Après avoir passé quinze ans dans une major, Mano Solo, qui produit déjà ses concerts depuis 1995, a repris sa liberté et autoproduit son nouvel album, In the garden, dont il fait la promotion depuis son site internet. Nous l’avons rencontré avant son concert à Loudéac, en novembre dernier. Une discussion à bâtons rompus où il ne fut guère question de sa musique, mais plutôt d’anecdotes personnelles, et surtout de l’économie générale de la musique. Où, contrairement à ce que l’on aurait pu penser, Mano Solo se fit le défenseur des maisons de disques, garantes selon lui d’une diversité culturelle mise en danger par le projet de licence globale (payer un forfait et télécharger sans limite). Un projet qui, finalement, profiterait aux majors : n’ayant plus besoin de supports physiques à la musique, elles feraient ainsi l’économie de toute une chaîne de production et de ses coûts financiers… et humains.

Mano Solo — photo Alice Seghier

Mano Solo — photo Alice Seghier

La justice

« C’est la première fois que je vais voter. Je viens de récupérer ma carte d’électeur. C’est les autres qui m’ont poussé à le faire. J’ai été condamné quand j’avais dix-huit ans [Mano Solo en a aujourd’hui 44], j’avais piqué du matos de musique. Au procès, il y avait un mec avant moi, il était apprenti chez un boulanger, il se faisait exploiter totalement. Il était nourri logé blanchi, et il bossait vingt-quatre heures sur vingt-quatre. Il avait piqué un chéquier à son patron pour s’acheter des fringues, un pantalon qu’il avait sur lui. Le mec, il avait pas déliré, tu vois ! Moi j’aurais été juge, je l’aurais relaxé direct et j’aurais inculpé son employeur. Il a pris trois mois ferme. Tu sais pourquoi ? Déjà pour se faire entuber comme ça, il fallait qu’il soit gentil. Et il était là, il rougissait, il flippait, il osait à peine raconter son histoire, il s’excusait presque d’être un exploité.

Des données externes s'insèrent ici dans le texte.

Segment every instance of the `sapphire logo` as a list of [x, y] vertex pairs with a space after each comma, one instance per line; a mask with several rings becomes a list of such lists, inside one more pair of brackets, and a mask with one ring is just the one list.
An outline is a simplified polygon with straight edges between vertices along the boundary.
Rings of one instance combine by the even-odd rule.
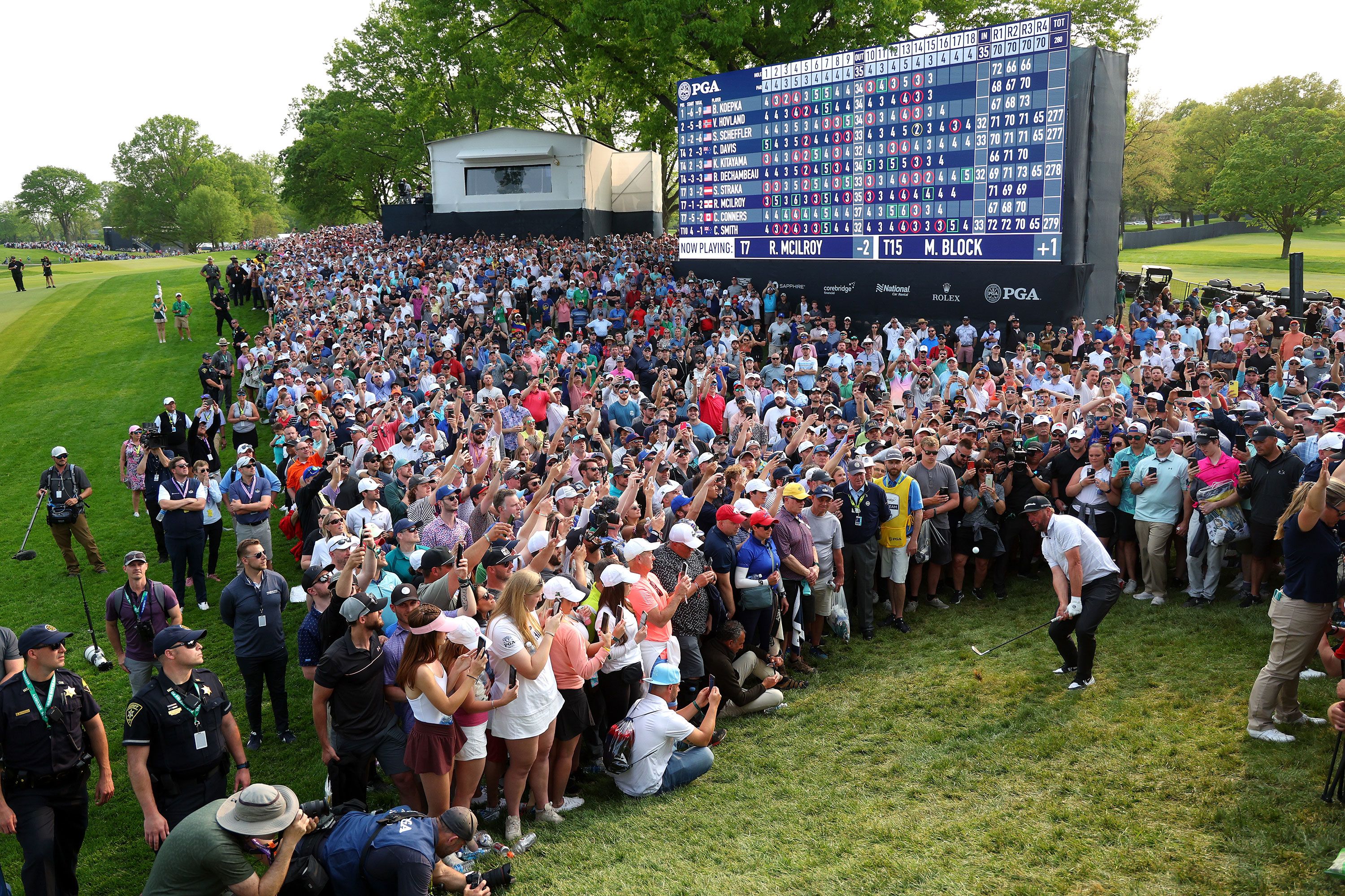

Moi j’étais punk, j’étais vraiment dégueulasse… simplement j’avais la tchatche. J’ai dit au juge : “Écoutez madame, je veux faire de la musique, ce que j’ai volé, j’aurais jamais pu me le payer, même en travaillant. Si je le vole pas, jamais je pourrai être musicien dans la vie.” J’ai pris trois mois de sursis. La justice, c’est vraiment un théâtre. J’étais un petit voleur de merde, c’est tout ! J’aurais dû faire du ferme, et l’autre aurait dû avoir justice. Ben non. J’étais plus malin, j’avais une grande gueule, je savais parler… »

La maison de disques

« Quand je suis arrivé chez Carrère France [aujourd’hui Warner Music France], c’était une boîte qui employait cinquante, soixante personnes. L’éditeur qui m’avait amené là était pas con, il m’a dit : “Mano, faut que je te présente tout le monde.” J’ai passé une après-midi à rencontrer les gens. “Alors lui, c’est l’attaché de presse pour les radios, lui c’est le mec qui s’occupe des envois…” Je venais d’un milieu rock où la maison de disques, c’est des mecs qui puent de la gueule, point. Sauf que là, tout d’un coup, j’ai découvert tous les rouages que ça comporte. Même le patron, je l’aimais bien. Il puait pas de la gueule, c’était un mec intelligent, qui était passionné par son boulot, qui avait envie de le faire bien, pas simplement de produire de la merde pour gagner du pognon, mais qui avait aussi une démarche culturelle.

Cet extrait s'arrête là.